With the flowbench being designed deliberately to give comparative measures, we are

concerned only with errors that alter the comparative performance of the device.

The most obvious, yet unquantifiable sources of error are:

• Diameter of the Pitot (stagnation only) pressure probe

• Position of the Pitot probe in the flow stream

The diameter of the Pitot stagnation probe is outside the specification set by ISO 3966 [15].

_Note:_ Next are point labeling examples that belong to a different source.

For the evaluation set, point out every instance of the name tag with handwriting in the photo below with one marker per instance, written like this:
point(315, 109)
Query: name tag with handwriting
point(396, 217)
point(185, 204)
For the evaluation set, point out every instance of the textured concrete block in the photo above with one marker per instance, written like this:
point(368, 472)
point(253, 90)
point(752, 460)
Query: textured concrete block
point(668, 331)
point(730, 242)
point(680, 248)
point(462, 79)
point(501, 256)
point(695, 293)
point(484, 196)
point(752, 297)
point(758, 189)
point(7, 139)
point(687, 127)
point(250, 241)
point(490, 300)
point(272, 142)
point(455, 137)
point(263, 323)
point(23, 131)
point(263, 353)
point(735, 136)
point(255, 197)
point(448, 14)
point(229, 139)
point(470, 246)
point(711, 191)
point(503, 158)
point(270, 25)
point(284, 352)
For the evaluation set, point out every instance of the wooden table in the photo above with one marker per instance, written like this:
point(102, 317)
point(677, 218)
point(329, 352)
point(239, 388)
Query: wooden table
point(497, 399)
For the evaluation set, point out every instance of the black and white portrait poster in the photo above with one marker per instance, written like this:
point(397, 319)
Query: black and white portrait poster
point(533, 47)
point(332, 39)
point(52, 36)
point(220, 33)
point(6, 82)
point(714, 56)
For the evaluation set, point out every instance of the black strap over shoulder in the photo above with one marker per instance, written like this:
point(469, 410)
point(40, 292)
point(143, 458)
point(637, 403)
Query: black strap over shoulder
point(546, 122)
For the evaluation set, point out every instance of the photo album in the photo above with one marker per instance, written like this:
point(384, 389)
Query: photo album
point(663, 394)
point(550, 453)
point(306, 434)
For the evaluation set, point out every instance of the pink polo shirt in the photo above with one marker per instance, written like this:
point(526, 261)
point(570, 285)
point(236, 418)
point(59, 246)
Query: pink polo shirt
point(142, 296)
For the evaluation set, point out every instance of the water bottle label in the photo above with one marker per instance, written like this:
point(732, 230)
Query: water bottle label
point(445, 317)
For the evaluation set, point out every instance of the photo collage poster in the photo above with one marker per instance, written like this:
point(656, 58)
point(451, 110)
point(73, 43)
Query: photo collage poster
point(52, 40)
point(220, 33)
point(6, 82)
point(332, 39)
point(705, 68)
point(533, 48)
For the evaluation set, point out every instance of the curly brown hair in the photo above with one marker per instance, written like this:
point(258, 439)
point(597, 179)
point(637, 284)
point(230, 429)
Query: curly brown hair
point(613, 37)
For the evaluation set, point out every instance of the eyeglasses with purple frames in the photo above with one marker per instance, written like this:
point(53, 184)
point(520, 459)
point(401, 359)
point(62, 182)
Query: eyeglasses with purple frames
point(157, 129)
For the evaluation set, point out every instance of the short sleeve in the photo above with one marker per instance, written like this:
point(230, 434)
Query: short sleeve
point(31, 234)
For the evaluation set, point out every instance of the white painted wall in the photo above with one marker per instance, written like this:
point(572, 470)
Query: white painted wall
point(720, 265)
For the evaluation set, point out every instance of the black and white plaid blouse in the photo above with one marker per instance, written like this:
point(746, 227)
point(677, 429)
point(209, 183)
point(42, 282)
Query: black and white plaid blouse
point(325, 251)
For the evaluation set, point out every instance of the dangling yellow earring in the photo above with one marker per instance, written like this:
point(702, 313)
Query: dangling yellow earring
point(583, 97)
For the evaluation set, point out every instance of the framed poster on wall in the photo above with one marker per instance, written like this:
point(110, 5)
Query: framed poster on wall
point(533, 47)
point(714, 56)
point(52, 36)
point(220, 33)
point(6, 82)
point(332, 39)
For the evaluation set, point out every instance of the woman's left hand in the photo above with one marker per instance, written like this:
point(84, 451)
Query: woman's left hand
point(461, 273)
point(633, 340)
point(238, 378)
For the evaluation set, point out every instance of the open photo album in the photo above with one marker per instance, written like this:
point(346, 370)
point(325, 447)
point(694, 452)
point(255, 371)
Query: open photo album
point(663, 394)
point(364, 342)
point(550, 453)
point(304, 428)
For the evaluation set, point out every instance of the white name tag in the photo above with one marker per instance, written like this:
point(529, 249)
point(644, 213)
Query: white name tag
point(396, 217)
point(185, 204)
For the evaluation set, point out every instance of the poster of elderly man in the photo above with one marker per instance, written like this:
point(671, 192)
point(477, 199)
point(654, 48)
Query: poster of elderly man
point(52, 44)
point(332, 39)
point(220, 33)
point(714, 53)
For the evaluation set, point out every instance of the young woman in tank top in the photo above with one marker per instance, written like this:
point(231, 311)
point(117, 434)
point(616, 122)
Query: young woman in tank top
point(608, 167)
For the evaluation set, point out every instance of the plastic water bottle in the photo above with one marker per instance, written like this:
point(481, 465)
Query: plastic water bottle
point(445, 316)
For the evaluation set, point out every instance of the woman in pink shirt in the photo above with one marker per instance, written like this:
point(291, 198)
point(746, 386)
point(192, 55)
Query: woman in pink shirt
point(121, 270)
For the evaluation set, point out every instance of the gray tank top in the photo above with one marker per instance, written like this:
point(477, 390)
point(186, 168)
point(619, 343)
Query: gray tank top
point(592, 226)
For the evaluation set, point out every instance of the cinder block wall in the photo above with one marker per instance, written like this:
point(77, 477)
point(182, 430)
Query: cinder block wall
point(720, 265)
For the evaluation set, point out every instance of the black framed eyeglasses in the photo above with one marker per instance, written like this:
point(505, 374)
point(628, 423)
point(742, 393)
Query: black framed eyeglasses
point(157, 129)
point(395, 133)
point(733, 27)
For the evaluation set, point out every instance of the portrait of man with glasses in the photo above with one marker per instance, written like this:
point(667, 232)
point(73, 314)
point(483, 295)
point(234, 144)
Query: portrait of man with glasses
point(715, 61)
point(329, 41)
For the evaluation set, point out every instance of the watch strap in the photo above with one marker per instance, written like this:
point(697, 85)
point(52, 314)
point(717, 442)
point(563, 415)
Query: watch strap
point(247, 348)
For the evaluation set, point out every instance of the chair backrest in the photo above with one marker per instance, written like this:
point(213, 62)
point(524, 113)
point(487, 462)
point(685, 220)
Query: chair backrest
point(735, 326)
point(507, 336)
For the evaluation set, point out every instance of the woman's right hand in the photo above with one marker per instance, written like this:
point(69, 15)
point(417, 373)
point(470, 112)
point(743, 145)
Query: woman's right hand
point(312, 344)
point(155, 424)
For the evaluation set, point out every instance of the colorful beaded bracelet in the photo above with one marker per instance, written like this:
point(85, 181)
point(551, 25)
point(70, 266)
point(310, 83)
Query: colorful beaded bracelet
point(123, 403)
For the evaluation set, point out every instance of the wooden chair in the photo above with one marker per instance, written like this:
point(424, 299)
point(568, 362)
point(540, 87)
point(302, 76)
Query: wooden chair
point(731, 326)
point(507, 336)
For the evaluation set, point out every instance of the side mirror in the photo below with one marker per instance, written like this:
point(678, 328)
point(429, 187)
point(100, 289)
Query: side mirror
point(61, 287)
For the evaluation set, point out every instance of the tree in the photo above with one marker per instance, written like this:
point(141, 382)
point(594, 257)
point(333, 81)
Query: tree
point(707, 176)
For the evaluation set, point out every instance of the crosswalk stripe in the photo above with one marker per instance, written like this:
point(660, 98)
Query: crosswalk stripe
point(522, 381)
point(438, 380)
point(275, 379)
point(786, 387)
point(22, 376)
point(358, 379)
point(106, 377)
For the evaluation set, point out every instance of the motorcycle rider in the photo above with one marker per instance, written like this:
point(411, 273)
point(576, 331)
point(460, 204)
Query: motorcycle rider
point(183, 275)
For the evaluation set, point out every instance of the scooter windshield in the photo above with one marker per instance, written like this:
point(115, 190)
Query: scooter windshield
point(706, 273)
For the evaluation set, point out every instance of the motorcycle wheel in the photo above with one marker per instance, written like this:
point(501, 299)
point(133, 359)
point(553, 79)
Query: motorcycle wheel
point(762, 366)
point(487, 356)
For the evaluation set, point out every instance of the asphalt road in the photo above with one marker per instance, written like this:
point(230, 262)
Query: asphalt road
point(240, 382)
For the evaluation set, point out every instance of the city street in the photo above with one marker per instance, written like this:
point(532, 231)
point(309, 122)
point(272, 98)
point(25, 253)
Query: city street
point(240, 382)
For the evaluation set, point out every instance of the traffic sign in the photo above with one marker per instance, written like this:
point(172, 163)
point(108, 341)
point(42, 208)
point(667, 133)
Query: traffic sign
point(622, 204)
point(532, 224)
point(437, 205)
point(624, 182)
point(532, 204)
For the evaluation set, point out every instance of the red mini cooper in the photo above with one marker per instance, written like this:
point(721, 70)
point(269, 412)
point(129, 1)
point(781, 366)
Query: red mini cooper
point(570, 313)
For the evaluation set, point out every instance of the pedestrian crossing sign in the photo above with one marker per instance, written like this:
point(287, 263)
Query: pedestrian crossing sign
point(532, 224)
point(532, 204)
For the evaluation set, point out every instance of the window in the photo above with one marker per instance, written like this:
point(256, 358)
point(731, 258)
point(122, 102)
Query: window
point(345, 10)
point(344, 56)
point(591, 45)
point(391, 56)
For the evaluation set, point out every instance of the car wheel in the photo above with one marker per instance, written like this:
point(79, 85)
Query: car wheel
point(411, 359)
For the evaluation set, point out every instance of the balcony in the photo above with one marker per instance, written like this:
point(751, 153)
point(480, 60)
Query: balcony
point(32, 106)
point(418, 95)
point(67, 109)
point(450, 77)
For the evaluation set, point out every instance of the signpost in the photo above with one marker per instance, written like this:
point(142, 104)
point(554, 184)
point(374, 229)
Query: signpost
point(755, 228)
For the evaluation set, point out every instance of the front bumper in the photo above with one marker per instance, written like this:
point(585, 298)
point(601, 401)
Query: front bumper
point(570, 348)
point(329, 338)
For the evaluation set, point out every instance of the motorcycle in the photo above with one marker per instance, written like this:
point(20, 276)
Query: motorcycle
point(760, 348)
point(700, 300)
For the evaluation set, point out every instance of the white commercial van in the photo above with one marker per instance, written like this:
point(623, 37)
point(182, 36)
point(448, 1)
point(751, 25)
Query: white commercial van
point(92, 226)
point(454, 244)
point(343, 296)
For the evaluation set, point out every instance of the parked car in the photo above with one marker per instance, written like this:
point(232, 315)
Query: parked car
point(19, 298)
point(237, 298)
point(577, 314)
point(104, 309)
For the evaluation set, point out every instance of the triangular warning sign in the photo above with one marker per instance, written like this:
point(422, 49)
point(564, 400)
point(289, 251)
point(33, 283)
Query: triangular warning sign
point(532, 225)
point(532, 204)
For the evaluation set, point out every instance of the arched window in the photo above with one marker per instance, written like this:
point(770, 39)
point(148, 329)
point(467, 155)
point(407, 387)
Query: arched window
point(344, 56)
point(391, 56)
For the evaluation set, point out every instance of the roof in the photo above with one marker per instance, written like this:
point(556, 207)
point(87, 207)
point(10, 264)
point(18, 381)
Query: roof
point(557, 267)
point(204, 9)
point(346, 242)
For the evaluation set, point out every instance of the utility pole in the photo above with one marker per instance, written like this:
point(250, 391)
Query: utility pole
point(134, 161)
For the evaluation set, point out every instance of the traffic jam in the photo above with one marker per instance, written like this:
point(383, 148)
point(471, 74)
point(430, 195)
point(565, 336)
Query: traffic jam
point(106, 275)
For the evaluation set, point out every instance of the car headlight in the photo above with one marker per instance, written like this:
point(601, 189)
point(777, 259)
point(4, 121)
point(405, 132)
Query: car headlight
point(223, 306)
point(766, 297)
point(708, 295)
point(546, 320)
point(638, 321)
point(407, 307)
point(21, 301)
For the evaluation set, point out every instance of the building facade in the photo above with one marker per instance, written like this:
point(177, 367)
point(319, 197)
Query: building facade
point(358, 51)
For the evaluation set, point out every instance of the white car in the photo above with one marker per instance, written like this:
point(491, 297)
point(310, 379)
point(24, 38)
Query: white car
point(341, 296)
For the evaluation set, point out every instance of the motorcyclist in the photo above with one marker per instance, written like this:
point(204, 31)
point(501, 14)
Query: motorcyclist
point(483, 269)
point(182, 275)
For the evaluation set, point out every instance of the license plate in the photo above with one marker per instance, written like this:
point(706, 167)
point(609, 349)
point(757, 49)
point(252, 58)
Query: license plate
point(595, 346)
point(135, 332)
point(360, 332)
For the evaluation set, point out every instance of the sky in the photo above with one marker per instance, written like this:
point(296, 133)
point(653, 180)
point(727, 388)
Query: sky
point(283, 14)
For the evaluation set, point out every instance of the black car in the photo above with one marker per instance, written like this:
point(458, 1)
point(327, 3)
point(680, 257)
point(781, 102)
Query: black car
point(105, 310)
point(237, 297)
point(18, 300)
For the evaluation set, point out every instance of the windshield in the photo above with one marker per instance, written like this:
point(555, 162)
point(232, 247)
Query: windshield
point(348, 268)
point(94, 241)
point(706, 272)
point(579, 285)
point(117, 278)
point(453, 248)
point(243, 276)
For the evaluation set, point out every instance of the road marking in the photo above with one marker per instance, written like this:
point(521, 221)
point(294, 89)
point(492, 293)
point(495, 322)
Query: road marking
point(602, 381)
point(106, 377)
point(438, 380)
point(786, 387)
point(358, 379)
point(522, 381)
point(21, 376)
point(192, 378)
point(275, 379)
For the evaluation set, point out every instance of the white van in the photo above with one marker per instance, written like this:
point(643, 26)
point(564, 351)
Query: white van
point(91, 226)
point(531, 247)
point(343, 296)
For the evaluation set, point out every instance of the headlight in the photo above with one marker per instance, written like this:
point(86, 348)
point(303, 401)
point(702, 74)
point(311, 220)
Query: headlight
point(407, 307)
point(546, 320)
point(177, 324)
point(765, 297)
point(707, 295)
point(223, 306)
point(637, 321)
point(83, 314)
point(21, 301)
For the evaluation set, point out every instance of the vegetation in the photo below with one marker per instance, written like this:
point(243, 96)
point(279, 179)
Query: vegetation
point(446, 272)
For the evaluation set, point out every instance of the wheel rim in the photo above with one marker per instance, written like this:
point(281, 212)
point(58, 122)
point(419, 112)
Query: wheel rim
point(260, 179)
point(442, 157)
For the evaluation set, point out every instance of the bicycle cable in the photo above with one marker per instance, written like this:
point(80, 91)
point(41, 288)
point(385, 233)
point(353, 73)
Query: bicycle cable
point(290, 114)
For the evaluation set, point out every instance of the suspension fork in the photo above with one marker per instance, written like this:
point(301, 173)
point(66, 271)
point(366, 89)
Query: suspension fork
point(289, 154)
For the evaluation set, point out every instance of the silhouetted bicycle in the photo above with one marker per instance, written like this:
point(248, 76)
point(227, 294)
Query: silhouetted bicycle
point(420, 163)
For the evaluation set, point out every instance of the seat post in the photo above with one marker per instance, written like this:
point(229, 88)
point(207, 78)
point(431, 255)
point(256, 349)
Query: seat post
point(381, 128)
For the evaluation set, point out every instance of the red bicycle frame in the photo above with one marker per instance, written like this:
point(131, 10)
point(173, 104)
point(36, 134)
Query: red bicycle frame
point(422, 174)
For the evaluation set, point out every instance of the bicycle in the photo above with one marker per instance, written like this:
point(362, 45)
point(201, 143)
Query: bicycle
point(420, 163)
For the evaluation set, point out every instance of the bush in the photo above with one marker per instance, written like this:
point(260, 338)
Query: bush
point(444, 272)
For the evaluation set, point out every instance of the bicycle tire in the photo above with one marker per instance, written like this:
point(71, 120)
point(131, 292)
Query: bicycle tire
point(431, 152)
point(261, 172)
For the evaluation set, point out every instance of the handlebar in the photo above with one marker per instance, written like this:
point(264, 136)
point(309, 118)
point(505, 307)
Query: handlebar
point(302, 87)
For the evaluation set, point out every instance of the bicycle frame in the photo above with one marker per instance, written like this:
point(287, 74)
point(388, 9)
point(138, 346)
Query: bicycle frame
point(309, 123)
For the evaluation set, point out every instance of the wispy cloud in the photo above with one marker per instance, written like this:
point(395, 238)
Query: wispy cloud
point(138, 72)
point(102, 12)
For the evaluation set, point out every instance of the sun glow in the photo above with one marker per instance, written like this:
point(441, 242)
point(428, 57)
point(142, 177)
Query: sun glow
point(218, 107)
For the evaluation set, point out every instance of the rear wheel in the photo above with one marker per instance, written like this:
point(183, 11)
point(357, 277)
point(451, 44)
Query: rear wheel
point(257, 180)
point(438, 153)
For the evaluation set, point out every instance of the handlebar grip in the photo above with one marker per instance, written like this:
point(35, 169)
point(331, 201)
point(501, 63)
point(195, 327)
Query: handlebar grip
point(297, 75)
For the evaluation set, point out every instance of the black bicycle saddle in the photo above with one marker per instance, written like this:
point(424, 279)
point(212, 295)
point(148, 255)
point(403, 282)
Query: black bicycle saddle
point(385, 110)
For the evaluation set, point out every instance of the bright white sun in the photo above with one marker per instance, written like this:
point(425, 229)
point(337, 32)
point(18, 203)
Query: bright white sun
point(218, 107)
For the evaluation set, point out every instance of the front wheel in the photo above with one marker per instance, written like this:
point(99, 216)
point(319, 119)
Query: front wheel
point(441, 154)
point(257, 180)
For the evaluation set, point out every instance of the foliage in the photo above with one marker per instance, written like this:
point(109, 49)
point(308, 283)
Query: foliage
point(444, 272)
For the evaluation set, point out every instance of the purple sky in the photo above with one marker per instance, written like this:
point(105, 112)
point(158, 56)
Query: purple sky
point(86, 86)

The standard suggests, that for the conduit used, a probe with outside diameter of 0.8 mm is

appropriate. A probe of this size was not practical. A 3 mm probe was used.

The probe has been positioned very accurately using a fixture during installation. The

installation procedure should see that the probe is within 1 mm of the centreline of the pipe,

and yaw angles are less than 1°. This should not cause appreciable errors.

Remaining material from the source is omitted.